Sa mère est un monstre, une créature cruelle jouée par un Chris Lilley qui construit une histoire terrible, celle d'une femme aveuglée par l'argent et la gloire qui détruit lentement son fils en l'empêchant de s'exprimer. Cloîtré, cloisonné, le jeune homme reçoit comme cadeau un chiot, geste d'affection qui se vide de son sens lorsqu'elle révèle la stratégie de merchandising qui l'accompagne. Une histoire sombre et tragique qui dresse le portrait d'une femme en train de perdre totalement le sens des réalités, détruisant son fils talentueux à son seul profit. 

Angry Boys est cruel, sombre, cherche à nous faire aimer ou haïr des personnages, construisant avec Tim une histoire tragique en totale opposition avec celle de S. Mouse. Plus qu'une comédie, Chris Lilley montre l'importance de laisser s'exprimer l'identité sexuelle, Tim souffrant horriblement de ne pas se reconnaître dans l'image médiatique que son image médiatique véhicule. 

 

 

S. Mouse le loser 

Si Tim est un personnage tragique de la série, S. Mouse est incontestablement l'élément comique de l'épisode, sa storyline donnant un parfait exemple de l'utilisation que fait Chris Lilley de la provocation. L'idée de lui faire accomplir ses travaux d'intérêts généraux devant une classe de primaire, offrant l'occasion idéale de s'apercevoir combien le rappeur pour ados a perdu le contact avec la réalité. On rit évidemment lorsqu'il entame sous concert à coup de "motherfucker" devant des enfants de moins de sept ans, avant qu'il ne se lance dans un long rap anti pédophile surréaliste. 

Personnage décalé qui s'est enfermé dans son propre monde, S. Mouse incarne une jeunesse accroc au vedettariat qui a perdu en partie la notion du réel. Chaque scène est une séquence d'humiliation hilarante du rappeur pour ados, la réalité lui infligeant la leçon qu'il mérite. Le voyage au centre commercial va ressembler à un chemin de croix, l'odyssée d'un ringard qui découvre qu'il n'est plus qu'un anonyme comme les autres et sa profonde dépendance à la notoriété. Loser pathétique, S. Mouse incarne la bêtise de ceux qui prônent des valeurs sans réfléchir, preuve que Lilley n'accorde pas vraiment foi au grand discours. 

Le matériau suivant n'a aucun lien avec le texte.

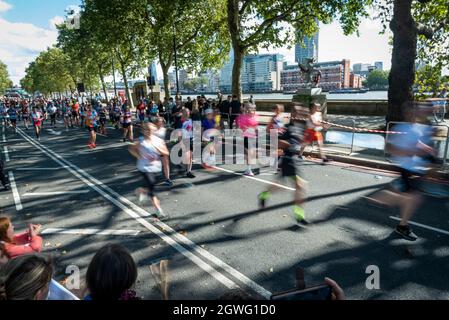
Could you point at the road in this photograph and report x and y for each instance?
(216, 238)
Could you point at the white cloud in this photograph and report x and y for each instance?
(57, 20)
(4, 6)
(21, 43)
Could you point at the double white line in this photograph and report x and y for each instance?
(185, 246)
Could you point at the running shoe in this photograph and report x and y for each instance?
(299, 214)
(263, 197)
(249, 173)
(160, 214)
(406, 233)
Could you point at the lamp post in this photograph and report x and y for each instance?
(176, 58)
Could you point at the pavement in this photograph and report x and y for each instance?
(217, 238)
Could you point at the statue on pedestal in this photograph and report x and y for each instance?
(310, 73)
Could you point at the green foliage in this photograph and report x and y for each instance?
(429, 81)
(377, 80)
(49, 73)
(5, 81)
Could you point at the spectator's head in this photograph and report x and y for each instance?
(314, 107)
(6, 230)
(249, 108)
(111, 273)
(26, 277)
(185, 114)
(279, 108)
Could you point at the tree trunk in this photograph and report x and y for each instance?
(166, 80)
(127, 90)
(402, 74)
(103, 85)
(239, 52)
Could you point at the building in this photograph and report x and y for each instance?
(355, 81)
(259, 73)
(307, 49)
(379, 65)
(361, 69)
(335, 75)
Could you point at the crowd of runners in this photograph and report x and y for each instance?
(173, 120)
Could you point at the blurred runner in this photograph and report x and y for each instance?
(290, 143)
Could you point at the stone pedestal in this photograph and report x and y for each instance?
(307, 96)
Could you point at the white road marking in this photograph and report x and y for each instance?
(39, 169)
(54, 193)
(5, 151)
(256, 179)
(15, 193)
(91, 231)
(120, 201)
(423, 226)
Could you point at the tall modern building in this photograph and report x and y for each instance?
(379, 65)
(259, 73)
(307, 49)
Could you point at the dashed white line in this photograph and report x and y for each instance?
(120, 202)
(122, 232)
(5, 151)
(54, 193)
(423, 226)
(15, 192)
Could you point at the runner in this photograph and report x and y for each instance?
(313, 132)
(413, 153)
(75, 114)
(127, 124)
(25, 113)
(140, 112)
(66, 113)
(52, 112)
(186, 137)
(117, 112)
(37, 118)
(290, 142)
(103, 120)
(248, 122)
(12, 112)
(161, 133)
(91, 125)
(148, 152)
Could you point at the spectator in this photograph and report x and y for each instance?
(26, 277)
(20, 244)
(234, 110)
(111, 274)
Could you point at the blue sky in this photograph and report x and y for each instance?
(37, 12)
(27, 28)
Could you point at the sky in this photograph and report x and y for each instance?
(27, 27)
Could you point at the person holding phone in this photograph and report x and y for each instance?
(15, 245)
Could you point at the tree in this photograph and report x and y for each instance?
(377, 80)
(197, 27)
(273, 23)
(5, 81)
(420, 29)
(88, 57)
(113, 24)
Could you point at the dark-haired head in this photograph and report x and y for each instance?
(111, 273)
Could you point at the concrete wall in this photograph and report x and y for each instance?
(350, 107)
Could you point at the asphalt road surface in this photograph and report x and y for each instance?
(216, 238)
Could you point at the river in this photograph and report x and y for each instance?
(370, 95)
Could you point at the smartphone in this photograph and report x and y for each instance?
(320, 292)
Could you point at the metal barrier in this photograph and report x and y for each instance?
(446, 148)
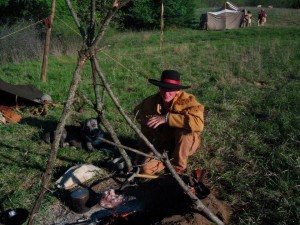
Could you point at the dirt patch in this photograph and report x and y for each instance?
(154, 201)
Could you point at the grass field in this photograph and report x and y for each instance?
(247, 79)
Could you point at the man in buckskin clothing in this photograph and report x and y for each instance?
(172, 120)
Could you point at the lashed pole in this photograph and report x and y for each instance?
(47, 42)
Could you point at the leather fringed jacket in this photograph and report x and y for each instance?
(185, 112)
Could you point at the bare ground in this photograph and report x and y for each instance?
(149, 202)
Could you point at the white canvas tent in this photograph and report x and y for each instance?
(228, 16)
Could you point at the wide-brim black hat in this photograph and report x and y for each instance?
(170, 79)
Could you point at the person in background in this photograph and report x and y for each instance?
(262, 17)
(172, 120)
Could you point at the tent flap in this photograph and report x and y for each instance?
(228, 17)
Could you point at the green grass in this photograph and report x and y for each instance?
(248, 80)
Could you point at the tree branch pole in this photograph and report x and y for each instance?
(58, 133)
(47, 43)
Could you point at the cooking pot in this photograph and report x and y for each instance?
(14, 216)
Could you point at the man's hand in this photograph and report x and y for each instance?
(156, 120)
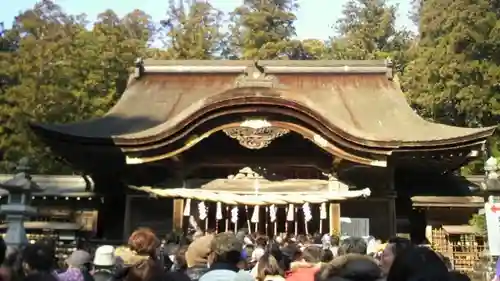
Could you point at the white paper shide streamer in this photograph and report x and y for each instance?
(307, 212)
(272, 213)
(187, 208)
(202, 210)
(218, 212)
(322, 211)
(291, 212)
(234, 215)
(255, 215)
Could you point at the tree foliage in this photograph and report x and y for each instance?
(62, 72)
(193, 32)
(454, 78)
(57, 68)
(367, 30)
(264, 29)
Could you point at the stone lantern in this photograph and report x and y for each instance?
(491, 169)
(20, 188)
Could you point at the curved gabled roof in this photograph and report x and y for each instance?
(354, 100)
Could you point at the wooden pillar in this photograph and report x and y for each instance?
(392, 216)
(126, 221)
(178, 214)
(391, 200)
(334, 215)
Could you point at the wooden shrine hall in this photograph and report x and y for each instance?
(181, 128)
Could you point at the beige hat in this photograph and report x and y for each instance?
(198, 251)
(105, 256)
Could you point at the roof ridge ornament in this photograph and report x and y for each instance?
(255, 133)
(255, 76)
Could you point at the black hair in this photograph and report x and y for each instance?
(399, 244)
(418, 263)
(38, 257)
(353, 245)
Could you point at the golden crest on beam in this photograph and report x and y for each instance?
(255, 134)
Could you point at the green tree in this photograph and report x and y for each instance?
(62, 72)
(454, 78)
(367, 30)
(192, 32)
(263, 29)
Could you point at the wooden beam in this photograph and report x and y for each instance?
(335, 218)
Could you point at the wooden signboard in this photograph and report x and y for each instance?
(87, 220)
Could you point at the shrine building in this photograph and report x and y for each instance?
(208, 139)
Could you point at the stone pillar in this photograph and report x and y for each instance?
(178, 215)
(20, 188)
(334, 215)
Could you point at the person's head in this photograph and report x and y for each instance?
(268, 266)
(135, 266)
(349, 267)
(352, 245)
(180, 258)
(394, 247)
(36, 258)
(312, 254)
(261, 241)
(226, 248)
(144, 242)
(49, 244)
(326, 255)
(104, 257)
(418, 263)
(198, 251)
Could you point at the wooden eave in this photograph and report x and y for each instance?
(164, 104)
(448, 201)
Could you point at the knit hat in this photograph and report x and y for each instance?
(198, 251)
(257, 254)
(105, 256)
(78, 258)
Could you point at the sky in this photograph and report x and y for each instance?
(315, 17)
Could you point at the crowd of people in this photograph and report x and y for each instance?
(230, 257)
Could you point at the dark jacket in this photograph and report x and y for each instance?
(351, 267)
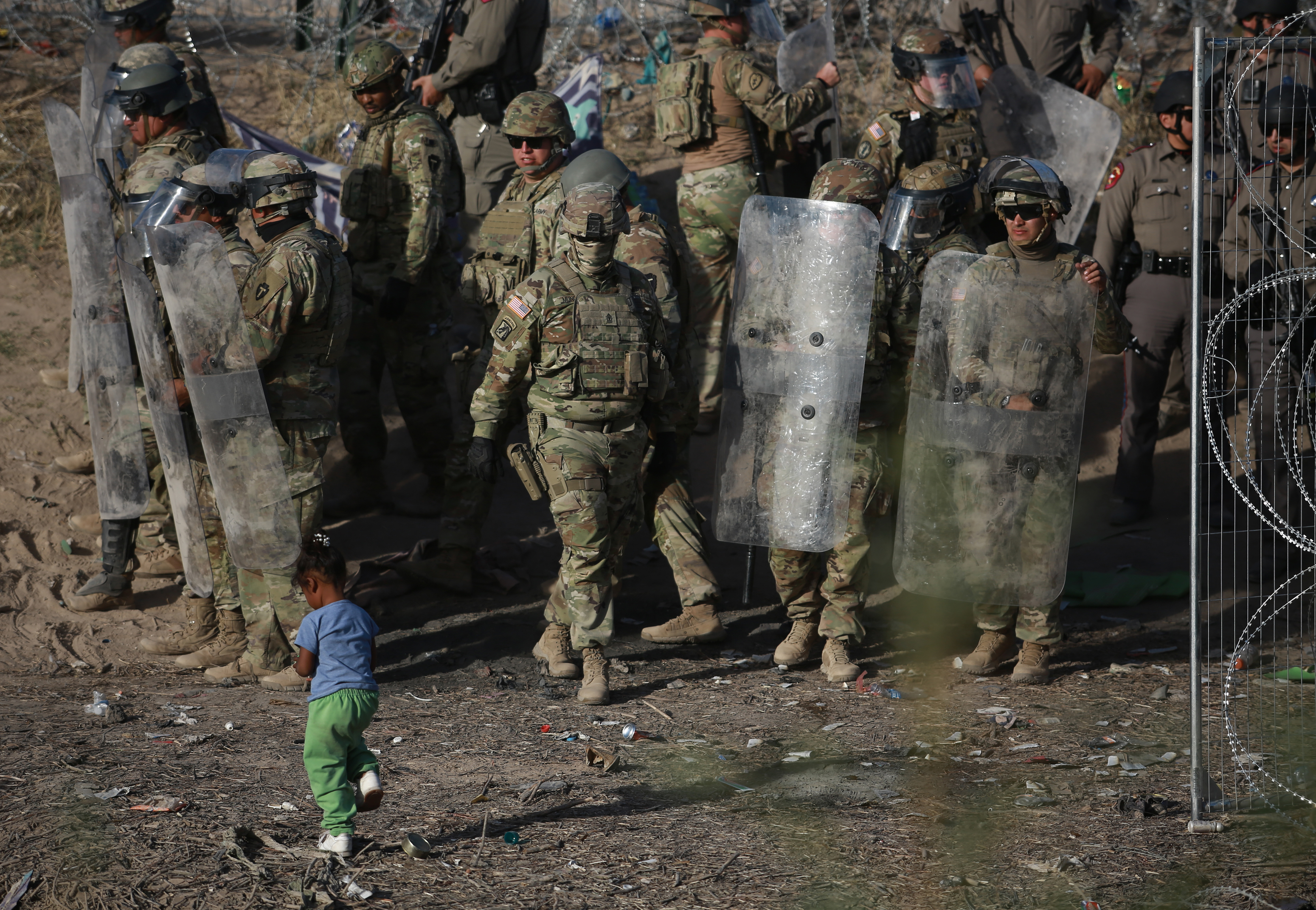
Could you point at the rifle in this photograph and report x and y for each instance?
(432, 52)
(976, 27)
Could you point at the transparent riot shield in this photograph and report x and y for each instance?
(1026, 114)
(242, 449)
(153, 361)
(794, 369)
(993, 433)
(99, 326)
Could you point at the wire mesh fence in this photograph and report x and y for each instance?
(1254, 199)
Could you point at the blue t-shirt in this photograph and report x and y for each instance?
(340, 636)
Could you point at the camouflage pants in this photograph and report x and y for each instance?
(273, 605)
(602, 474)
(831, 587)
(413, 349)
(710, 204)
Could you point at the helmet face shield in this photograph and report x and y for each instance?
(912, 219)
(950, 82)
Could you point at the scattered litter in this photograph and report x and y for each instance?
(162, 804)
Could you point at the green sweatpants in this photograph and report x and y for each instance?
(336, 753)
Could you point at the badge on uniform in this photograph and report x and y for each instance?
(1116, 173)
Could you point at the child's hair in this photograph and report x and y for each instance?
(321, 559)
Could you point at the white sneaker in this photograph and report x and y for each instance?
(369, 793)
(335, 843)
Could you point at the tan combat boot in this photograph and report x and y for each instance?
(1034, 666)
(553, 653)
(594, 687)
(286, 680)
(838, 663)
(698, 624)
(224, 649)
(799, 645)
(239, 671)
(199, 630)
(81, 462)
(993, 650)
(163, 562)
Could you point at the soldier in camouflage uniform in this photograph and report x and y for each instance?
(298, 306)
(824, 592)
(146, 23)
(1032, 250)
(917, 128)
(155, 101)
(718, 174)
(586, 337)
(396, 191)
(673, 520)
(519, 237)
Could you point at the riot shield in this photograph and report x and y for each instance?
(794, 370)
(158, 378)
(1028, 115)
(993, 433)
(227, 395)
(101, 353)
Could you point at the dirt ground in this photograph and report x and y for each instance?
(757, 789)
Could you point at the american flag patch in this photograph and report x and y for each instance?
(519, 307)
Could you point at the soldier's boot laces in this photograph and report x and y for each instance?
(199, 629)
(365, 490)
(239, 671)
(838, 662)
(594, 687)
(224, 649)
(1034, 666)
(697, 625)
(553, 653)
(799, 645)
(165, 562)
(993, 650)
(112, 588)
(286, 680)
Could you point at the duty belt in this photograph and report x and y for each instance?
(620, 425)
(1155, 265)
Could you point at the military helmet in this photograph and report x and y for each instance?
(278, 179)
(1014, 181)
(157, 90)
(1175, 89)
(539, 114)
(1277, 8)
(848, 181)
(145, 15)
(371, 64)
(595, 212)
(1288, 107)
(595, 166)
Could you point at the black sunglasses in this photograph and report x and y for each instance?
(1026, 212)
(529, 141)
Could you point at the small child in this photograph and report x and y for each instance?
(337, 650)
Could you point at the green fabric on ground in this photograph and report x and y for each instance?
(336, 753)
(1122, 588)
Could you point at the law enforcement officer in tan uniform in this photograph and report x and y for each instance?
(731, 89)
(494, 52)
(1145, 230)
(1038, 35)
(936, 116)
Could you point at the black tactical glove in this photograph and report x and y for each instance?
(665, 454)
(395, 299)
(917, 143)
(481, 459)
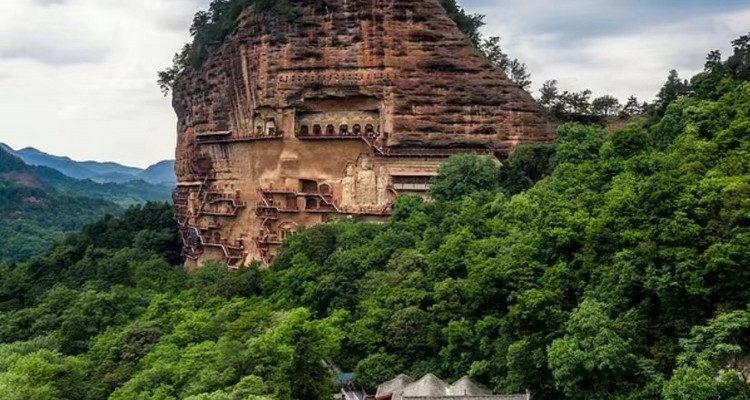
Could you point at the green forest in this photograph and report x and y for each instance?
(41, 205)
(612, 265)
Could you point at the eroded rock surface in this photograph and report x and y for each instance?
(298, 122)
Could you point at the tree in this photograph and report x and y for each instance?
(519, 74)
(672, 90)
(576, 102)
(714, 62)
(463, 175)
(549, 94)
(592, 361)
(632, 107)
(469, 24)
(606, 105)
(516, 70)
(738, 63)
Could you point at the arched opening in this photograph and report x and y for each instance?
(270, 127)
(311, 203)
(291, 203)
(286, 230)
(309, 186)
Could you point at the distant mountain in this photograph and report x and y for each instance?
(35, 213)
(161, 173)
(41, 204)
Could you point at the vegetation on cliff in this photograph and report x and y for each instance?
(608, 266)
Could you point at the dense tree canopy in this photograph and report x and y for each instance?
(608, 266)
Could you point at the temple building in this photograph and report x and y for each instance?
(330, 115)
(430, 387)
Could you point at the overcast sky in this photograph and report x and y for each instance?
(77, 76)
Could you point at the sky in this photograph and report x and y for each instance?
(77, 77)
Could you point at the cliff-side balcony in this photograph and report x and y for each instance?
(229, 139)
(268, 240)
(267, 212)
(335, 136)
(212, 134)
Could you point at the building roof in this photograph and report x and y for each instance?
(403, 386)
(467, 387)
(396, 384)
(428, 386)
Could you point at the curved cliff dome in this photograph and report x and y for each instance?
(353, 101)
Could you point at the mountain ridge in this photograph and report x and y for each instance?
(160, 173)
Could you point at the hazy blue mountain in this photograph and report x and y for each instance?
(38, 210)
(161, 173)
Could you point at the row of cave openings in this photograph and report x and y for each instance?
(343, 130)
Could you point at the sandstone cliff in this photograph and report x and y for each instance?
(396, 74)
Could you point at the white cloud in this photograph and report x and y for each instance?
(632, 59)
(78, 76)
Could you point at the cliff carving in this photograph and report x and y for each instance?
(294, 122)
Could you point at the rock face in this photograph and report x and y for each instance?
(333, 114)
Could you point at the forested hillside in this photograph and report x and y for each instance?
(161, 173)
(41, 205)
(612, 266)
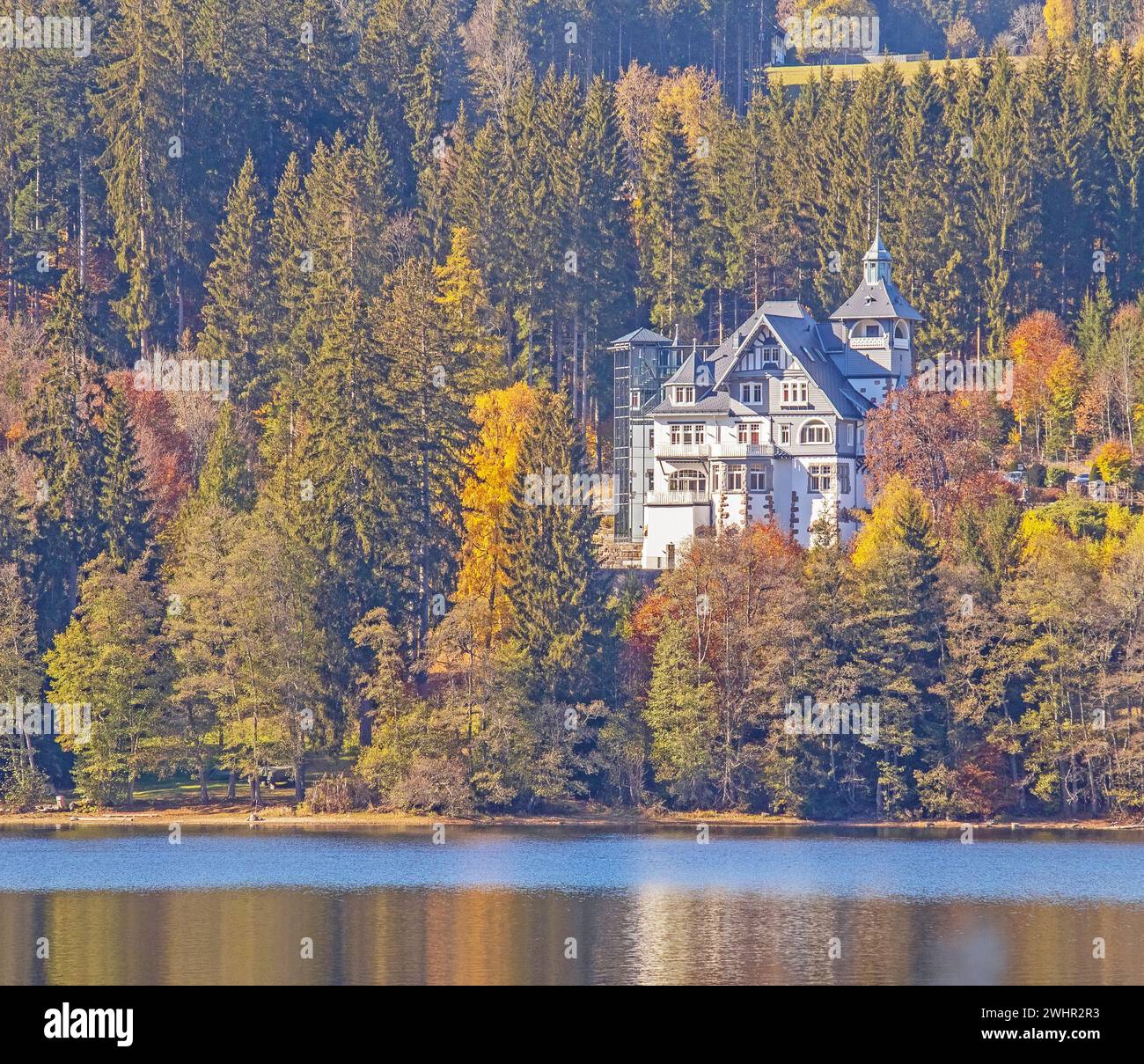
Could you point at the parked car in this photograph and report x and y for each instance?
(278, 776)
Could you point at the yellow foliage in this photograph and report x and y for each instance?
(502, 416)
(880, 531)
(1060, 19)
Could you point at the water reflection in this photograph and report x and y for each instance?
(656, 927)
(503, 936)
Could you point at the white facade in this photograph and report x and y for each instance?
(771, 424)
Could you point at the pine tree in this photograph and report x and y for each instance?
(134, 109)
(236, 316)
(682, 717)
(21, 781)
(111, 658)
(64, 439)
(897, 630)
(227, 479)
(668, 224)
(434, 385)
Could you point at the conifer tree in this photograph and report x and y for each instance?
(682, 717)
(668, 224)
(111, 657)
(898, 636)
(236, 316)
(21, 781)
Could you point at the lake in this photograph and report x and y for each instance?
(788, 905)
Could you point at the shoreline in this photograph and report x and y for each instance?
(238, 815)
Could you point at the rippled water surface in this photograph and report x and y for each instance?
(510, 905)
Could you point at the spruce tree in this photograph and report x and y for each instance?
(670, 225)
(122, 504)
(236, 316)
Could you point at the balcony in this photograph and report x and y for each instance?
(731, 449)
(869, 343)
(678, 498)
(666, 450)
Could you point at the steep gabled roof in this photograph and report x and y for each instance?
(801, 336)
(642, 335)
(715, 403)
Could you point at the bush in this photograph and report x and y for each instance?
(433, 785)
(335, 794)
(26, 789)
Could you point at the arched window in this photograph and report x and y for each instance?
(815, 431)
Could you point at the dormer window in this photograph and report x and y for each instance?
(815, 431)
(794, 393)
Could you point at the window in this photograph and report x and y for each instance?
(752, 393)
(687, 480)
(819, 477)
(815, 431)
(794, 393)
(686, 434)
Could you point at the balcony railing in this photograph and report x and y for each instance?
(730, 449)
(869, 343)
(666, 450)
(678, 498)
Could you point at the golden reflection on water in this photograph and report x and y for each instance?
(500, 936)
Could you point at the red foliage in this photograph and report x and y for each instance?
(938, 442)
(164, 447)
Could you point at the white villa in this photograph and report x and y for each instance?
(769, 426)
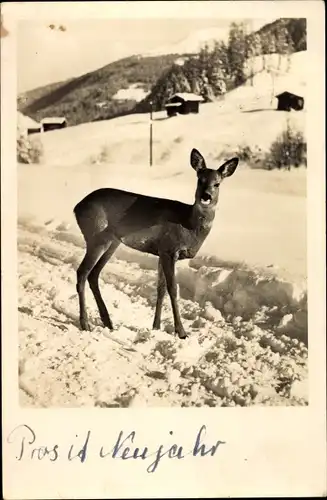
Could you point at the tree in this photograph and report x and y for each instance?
(237, 53)
(250, 54)
(281, 43)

Une storyline moqueuse qui permet de contempler combien la mécanique comique d'Angry Boys repose sur une certaine cruauté, mais aussi à notre attachement pour ce personnage. Heureusement, il ouvre sur la fin la porte vers un début de rédemption pour ce rappeur qui, en essayant de devenir un artiste, a totalement abandonné son public.

 

Provoquer est un savoir-faire 

Comique adepte de l'humour grinçant, Chris Lilley montre au travers de ses personnages une tendance à chercher l'humiliation de ces créations pour mieux les pousser à évoluer et éviter qu'ils ne s'enferment dans une routine. La moindre insulte devient le symbole d'un désir refoulé, la moindre faute de goût est utilisée pour faire évoluer les personnages. Auteur ingénieux, il montre un vrai attachement pour ses créations qu'il cherche à explorer au maximum en les plaçant devant leur propre contradiction.

En conclusion, un épisode intelligent et férocement drôle qui fait avancer les intrigues, confrontant les trois héros du point de vue des autres. Que ce soit Daniel qui découvre son identité sexuelle, Tim qui ne supporte plus d'être le jouet de sa mère et S. Mouse qui ne parvient même plus à gagner à sa cause un public de jeunes enfants, tous les héros d'Angry Boys se retrouvent confrontés à leur propre faiblesse. Un récit grinçant qui confirme la qualité de ce show venu d'Australie, à l'heure où la HBO s'apprête à le diffuser aux Etats-Unis.

 

J'aime :

  •  le concert de S. Mouse surréaliste 
  •  la storyline de Tim brillante 
  •  l'intrigue de Nathan intéressante
  •  des gags particulièrement bien construits 

 

Je n'aime pas : 

  •  la scène du centre commercial trop prévisible 

 

Note : 14 / 20 

Un très bon épisode qui renoue avec cet humour grinçant qui est la marque de fabrique de la série d'Angry Boys, avec un concert de S. Mouse totalement surréaliste. Un épisode qui pousse les personnages à évoluer, lançant la deuxième moitié de saison vers une conclusion particulièrement intéressante. Spécialiste de l'humour grinçant et l'observation du comportement des ados, Chris Lilley nous offre avec Tim une intrigue passionnante, à la limite de la tragédie.